Les épandages doivent 
se faire sur sols portants
bien ressuyés, 
non gelés ou enneigés.
Les épandages doivent se faire sur sols portants bien ressuyés, non gelés ou enneigés.

En prairie, le début de la période d’épandage de fertilisants organiques à action rapide – tels que les lisiers, les purins et autres fumiers mous – ont pu recommencer au 16 janvier pour des apports de 80 kg N/ha maximum. Les épandages de fumiers et de composts sont, quant à eux, autorisés toute l’année en prairie, à l’exception en zone vulnérable d’une période de 6 semaines, du 1er octobre au 15 novembre inclus.

Conditions d’épandage

Les épandages doivent se faire sur sols portants, bien ressuyés, non gelé ou enneigé. Petite exception pour les parcelles situées en dehors d’une zone vulnérable, les épandages de fumiers (excepté ceux de volailles) et de composts sont autorisés sur sol gelé.

Précisons que pour l’Administration, toute surface recouverte d’un voile blanc neigeux est considérée comme enneigée. Aussi, un sol est dit gelé si la température mesurée à la surface est négative pendant au minimum 24 h sans discontinuité.

Apports maximaux autorisés

En prairie, les quantités épandues jusqu’au 1er février ne peuvent dépasser 80 kg N/ha pour les apports d’azote organique à action rapide, soit environ 18.000 litres de lisier de bovins (teneur de 4.4 kg N/t). Du point de vue agronomique, les besoins de la prairie durant cette période ne justifient pas d’épandages plus importants.
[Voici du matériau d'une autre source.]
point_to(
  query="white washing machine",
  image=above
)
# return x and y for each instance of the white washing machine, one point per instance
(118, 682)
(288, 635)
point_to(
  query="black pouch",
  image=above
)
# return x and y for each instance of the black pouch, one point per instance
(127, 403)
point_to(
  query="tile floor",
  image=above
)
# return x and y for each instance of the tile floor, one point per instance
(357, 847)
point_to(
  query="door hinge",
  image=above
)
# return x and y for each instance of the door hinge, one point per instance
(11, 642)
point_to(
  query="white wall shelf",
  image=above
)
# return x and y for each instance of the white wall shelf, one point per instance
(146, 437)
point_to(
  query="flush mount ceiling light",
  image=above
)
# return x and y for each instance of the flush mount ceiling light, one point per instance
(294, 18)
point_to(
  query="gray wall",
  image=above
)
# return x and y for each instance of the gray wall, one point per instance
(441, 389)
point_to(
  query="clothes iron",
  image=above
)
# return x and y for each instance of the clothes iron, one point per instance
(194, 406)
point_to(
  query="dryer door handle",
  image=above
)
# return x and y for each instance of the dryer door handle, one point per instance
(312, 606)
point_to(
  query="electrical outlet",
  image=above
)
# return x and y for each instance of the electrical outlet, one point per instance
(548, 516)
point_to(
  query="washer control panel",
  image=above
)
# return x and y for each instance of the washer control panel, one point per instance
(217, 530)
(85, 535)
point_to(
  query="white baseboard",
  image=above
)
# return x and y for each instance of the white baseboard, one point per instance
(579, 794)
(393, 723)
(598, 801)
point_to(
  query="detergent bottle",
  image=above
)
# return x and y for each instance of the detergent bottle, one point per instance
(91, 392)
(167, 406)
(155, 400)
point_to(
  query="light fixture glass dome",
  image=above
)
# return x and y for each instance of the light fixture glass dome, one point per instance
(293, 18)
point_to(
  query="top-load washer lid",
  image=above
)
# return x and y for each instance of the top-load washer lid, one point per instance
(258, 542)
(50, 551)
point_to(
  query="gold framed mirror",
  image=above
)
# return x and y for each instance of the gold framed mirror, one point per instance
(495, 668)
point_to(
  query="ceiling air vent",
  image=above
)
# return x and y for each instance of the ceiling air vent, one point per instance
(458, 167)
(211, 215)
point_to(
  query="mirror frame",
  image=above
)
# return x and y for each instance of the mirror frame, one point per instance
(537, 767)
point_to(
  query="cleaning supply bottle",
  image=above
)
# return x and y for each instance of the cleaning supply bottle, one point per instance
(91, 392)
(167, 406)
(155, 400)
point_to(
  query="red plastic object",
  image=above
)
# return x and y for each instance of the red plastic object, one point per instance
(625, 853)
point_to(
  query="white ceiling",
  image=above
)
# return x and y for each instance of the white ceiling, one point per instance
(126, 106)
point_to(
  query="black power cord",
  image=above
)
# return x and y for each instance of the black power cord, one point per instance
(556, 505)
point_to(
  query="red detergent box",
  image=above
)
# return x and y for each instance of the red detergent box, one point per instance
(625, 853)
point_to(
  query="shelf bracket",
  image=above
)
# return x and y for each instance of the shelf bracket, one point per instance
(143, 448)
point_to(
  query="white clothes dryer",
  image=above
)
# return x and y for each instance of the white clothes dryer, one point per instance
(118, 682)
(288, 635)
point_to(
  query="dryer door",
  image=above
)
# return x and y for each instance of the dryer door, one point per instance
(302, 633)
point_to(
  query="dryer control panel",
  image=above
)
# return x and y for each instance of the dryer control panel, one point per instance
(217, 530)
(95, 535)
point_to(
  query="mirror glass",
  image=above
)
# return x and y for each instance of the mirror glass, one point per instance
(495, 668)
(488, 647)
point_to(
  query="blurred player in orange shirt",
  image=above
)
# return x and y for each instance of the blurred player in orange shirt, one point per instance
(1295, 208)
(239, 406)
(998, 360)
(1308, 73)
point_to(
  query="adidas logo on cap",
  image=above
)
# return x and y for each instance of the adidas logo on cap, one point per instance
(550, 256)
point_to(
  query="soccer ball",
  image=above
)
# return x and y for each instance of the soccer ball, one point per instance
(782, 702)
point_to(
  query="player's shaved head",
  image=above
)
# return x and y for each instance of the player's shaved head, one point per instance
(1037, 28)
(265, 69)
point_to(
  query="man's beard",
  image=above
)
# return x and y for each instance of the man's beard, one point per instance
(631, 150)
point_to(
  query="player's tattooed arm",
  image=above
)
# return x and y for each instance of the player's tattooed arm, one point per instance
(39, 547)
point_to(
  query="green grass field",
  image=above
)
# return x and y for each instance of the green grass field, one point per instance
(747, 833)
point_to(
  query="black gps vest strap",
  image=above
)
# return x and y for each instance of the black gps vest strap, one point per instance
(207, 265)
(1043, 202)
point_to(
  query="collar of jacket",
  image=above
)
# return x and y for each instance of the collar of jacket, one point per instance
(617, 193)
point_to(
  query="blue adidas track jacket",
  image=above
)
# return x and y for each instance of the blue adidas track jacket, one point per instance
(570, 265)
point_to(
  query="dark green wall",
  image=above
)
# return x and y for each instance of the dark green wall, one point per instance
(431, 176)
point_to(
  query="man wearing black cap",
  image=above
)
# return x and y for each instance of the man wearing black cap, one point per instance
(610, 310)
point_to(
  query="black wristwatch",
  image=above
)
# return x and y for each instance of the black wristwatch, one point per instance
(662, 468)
Sur base annuelle, la fertilisation organique ne peut excéder 230 kg N/ha en tenant compte des restitutions au pâturage. La quantité maximale sur l’exploitation en prairie est de 350 kg N/ha en apports organiques et minéraux.

Fractionner les apports de lisier

La mise à disposition de l’azote pour la plante varie selon la part d’azote soluble que les engrais contiennent. Le lisier est un engrais de ferme à action rapide, car la moitié de l’azote qu’il contient est présente sous forme minérale, immédiatement disponible pour la plante.

L’asbl Agra-Ost s’est intéressée à l’application de lisier sur prairie à différentes dates, afin de tester leurs efficacités par rapport aux engrais minéraux (Godden, 2013). Les essais réalisés en Haute Ardenne ont montré que l’application de la première fraction à la mi-février et la seconde début avril permettait d’obtenir les meilleures efficacités par rapport aux engrais minéraux et d’assurer une bonne récolte lors de la première coupe. Ces dates peuvent être avancées dans les autres régions qui ont des températures plus élevées. Des apports fractionnés, appliqués à chaque étape d’exploitation de la prairie, sont donc recommandés pour couvrir les besoins importants du couvert afin d’assurer une nouvelle croissance.

Enfin, les apports de fumiers et de composts, qui sont des engrais plus lents à se décomposer dans le sol, améliorent les fournitures d’azote, de phosphore et de potassium du sol sur le long terme. Ils peuvent être apportés régulièrement en une seule application (15 t/ha/an). Toutefois, il est déconseillé d’épandre du fumier frais à la sortie de l’hiver, au risque d’étouffer la prairie. Un fumier composté sera par contre bien valorisé toute l’année.

Quel matériel utiliser ?

Le matériel utilisé en prairie doit avant tout préserver l’herbe. Il existe des injecteurs à faible profondeur spécifiquement développés à cette fin. À disques ou à patins, ces outils tracent de fins sillons dans lesquels ils déposent le lisier à l’aide de manchons en plastiques. Les systèmes de dépôt en surface, sous une hauteur d’herbe de 2 à 3 cm, conviennent également.

Enfin, il faut rappeler que depuis le 1er janvier 2015, l’épandage de lisier « sous forme de gerbe vers le haut », via une buse palette classique (non inversée) est interdit pour les tonneaux de plus de 10.000 litres. En outre, deux autres systèmes de projection sont interdits pour les tonneaux de plus de 10.000 litres : l’épandage au canon et l’épandage à l’hélice.